Dearborn, D., and R. H. Wiley.   1993.   Prior residence has a gradual influence on dominance in white-throated sparrows.   Animal Behaviour 46:   39-46.


To investigate the influence of prior residence on dominance in captive white-throated sparrows, Zonotrichia albicollis, we studied 28 groups of six birds each in outdoor aviaries during winter. After periods of prior residence ranging from 2 to 45 days, the three highest-ranking birds in each of two aviaries were placed together in one of the aviaries and the three lowest-ranking birds from each aviary were placed together in the other aviary.

The influence of prior residence increased gradually over at least 2 weeks to an asymptote at which individuals with the advantage of prior residence dominated newcomers in approximately 90% of cases.

In the initial groupings of unfamiliar birds, when only intrinsic features of individuals influenced dominance, only size as indicated by wing length correlated with dominance. The gradual increase in dominance of residents over newcomers suggests that prior residence is not used for conventional settlement of disputes.

This influence of prior residence on dominance provides a mechanism for the tendency of white-throated sparrows in the field to dominate more opponents in the centres of their ranges than at the edges.

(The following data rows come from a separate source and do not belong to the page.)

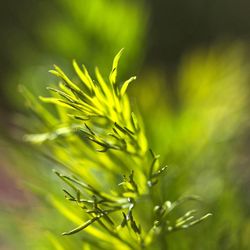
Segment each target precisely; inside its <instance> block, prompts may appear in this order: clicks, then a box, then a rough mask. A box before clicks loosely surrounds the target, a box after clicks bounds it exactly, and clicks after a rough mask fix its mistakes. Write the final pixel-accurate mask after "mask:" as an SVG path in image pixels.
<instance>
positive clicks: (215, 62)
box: [0, 0, 250, 250]
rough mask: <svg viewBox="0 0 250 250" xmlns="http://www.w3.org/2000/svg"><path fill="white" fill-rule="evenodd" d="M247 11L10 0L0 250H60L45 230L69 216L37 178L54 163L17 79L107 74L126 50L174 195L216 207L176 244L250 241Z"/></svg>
mask: <svg viewBox="0 0 250 250" xmlns="http://www.w3.org/2000/svg"><path fill="white" fill-rule="evenodd" d="M249 10H250V3H249V2H248V1H243V0H238V1H236V0H227V1H226V0H221V1H208V0H203V1H194V0H191V1H184V0H179V1H168V0H165V1H163V0H154V1H153V0H152V1H149V0H148V1H146V0H93V1H87V0H83V1H77V0H71V1H67V0H50V1H48V0H43V1H39V0H23V1H22V3H20V1H17V0H9V1H2V2H1V3H0V19H1V20H0V34H1V39H0V45H1V46H0V105H1V108H0V128H1V131H0V154H1V157H0V209H1V210H0V229H1V233H0V249H53V248H51V246H49V245H46V244H47V243H46V242H43V241H44V234H43V233H41V232H44V230H45V231H46V230H48V231H49V230H50V229H51V228H55V229H54V230H57V229H58V230H60V228H61V225H62V224H63V223H64V222H63V221H61V220H59V218H58V219H56V217H59V216H55V215H54V214H55V213H56V212H53V210H52V211H47V210H45V209H44V208H43V207H42V206H41V205H40V204H39V203H40V200H38V199H37V198H36V197H35V196H34V195H33V194H32V192H30V184H29V183H28V184H27V182H29V181H28V180H34V182H36V184H38V185H40V184H41V185H44V181H45V179H46V178H43V176H44V175H46V174H45V172H46V170H44V168H43V167H42V166H41V165H43V164H42V163H41V161H40V160H39V157H37V156H34V154H33V153H32V151H30V150H27V149H25V148H22V147H21V146H20V145H21V144H20V143H21V139H22V138H20V133H19V132H18V131H19V130H18V128H19V121H20V120H21V119H22V114H25V113H26V108H25V106H24V104H23V103H24V100H23V97H22V96H21V94H20V93H19V91H18V86H19V85H20V84H22V85H25V86H27V87H28V88H29V89H30V90H31V91H32V92H34V93H35V94H36V95H43V94H44V93H46V89H45V88H46V86H47V85H48V84H50V83H53V82H55V78H53V77H52V76H51V75H50V74H49V73H48V70H49V69H51V68H52V65H53V64H54V63H55V64H57V65H60V66H61V67H62V68H63V69H64V70H65V71H66V72H67V73H68V74H69V75H70V74H72V72H73V71H72V67H71V61H72V59H76V60H77V61H78V62H80V63H84V64H85V65H87V66H88V68H89V70H90V72H93V69H94V67H95V66H97V65H98V66H99V68H100V69H101V70H102V72H103V74H104V75H105V74H107V73H108V72H109V70H110V67H111V61H112V58H113V56H114V55H115V54H116V53H117V51H119V50H120V49H121V48H125V53H124V55H123V58H122V60H121V67H120V79H125V78H128V76H130V75H137V76H138V80H137V81H136V83H134V84H133V85H131V87H130V89H129V92H130V96H131V99H132V102H133V103H134V105H135V106H136V105H137V106H138V107H139V110H140V111H141V113H142V114H143V118H144V121H145V126H146V132H147V135H148V138H149V142H150V145H151V147H152V148H154V150H155V152H159V153H160V154H161V160H162V161H164V162H166V163H167V164H168V165H169V166H170V167H169V173H168V175H167V176H166V179H165V180H164V184H163V185H164V186H163V188H164V189H165V190H166V193H165V195H166V199H170V200H171V199H176V198H178V197H179V196H181V195H183V194H193V193H195V194H197V195H200V196H201V197H203V199H204V200H205V202H206V206H207V207H208V210H209V211H211V212H212V213H213V214H214V216H213V218H212V219H209V220H208V221H206V222H205V223H203V224H201V225H199V226H197V227H194V228H192V229H190V230H188V231H183V232H179V233H176V234H172V235H169V237H168V238H167V239H166V240H167V242H168V246H169V249H176V250H177V249H197V250H198V249H218V250H219V249H250V239H249V235H250V170H249V164H250V154H249V153H250V152H249V138H250V126H249V125H250V123H249V110H250V103H249V95H250V60H249V58H250V57H249V55H250V53H249V48H250V46H249V45H250V43H249V42H250V16H249ZM91 70H92V71H91ZM20 123H21V121H20ZM29 126H32V124H29ZM39 165H40V167H39ZM34 178H35V179H34ZM27 186H29V188H28V187H27ZM51 192H52V190H51ZM55 192H58V191H55ZM41 215H42V216H41ZM45 218H46V219H45ZM47 218H51V219H53V222H54V223H53V226H52V225H51V224H49V223H48V221H50V220H48V219H47ZM60 219H61V218H60ZM57 220H58V221H57ZM31 232H32V233H31ZM48 234H49V233H48ZM48 237H50V236H49V235H48ZM13 239H15V240H13ZM41 242H42V243H41ZM69 244H70V243H69ZM58 249H59V248H58ZM72 249H73V248H72Z"/></svg>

Because dominance relationships between strangers in initial groupings in captivity develop in the absence of the natural contexts for these interactions, these studies reveal only intrinsic mechanisms of dominance and thus do not necessarily reveal the mechanisms by which interactions are settled in natural situations. Experiments on captive individuals can, however, clarify the causality of correlations observed in the field. The present study has confirmed a possible mechanism for the correlation between location and dominance in a free-living population of white-throated sparrows: an individual's residence in a location gradually increases its ability to win contests with newcomers there.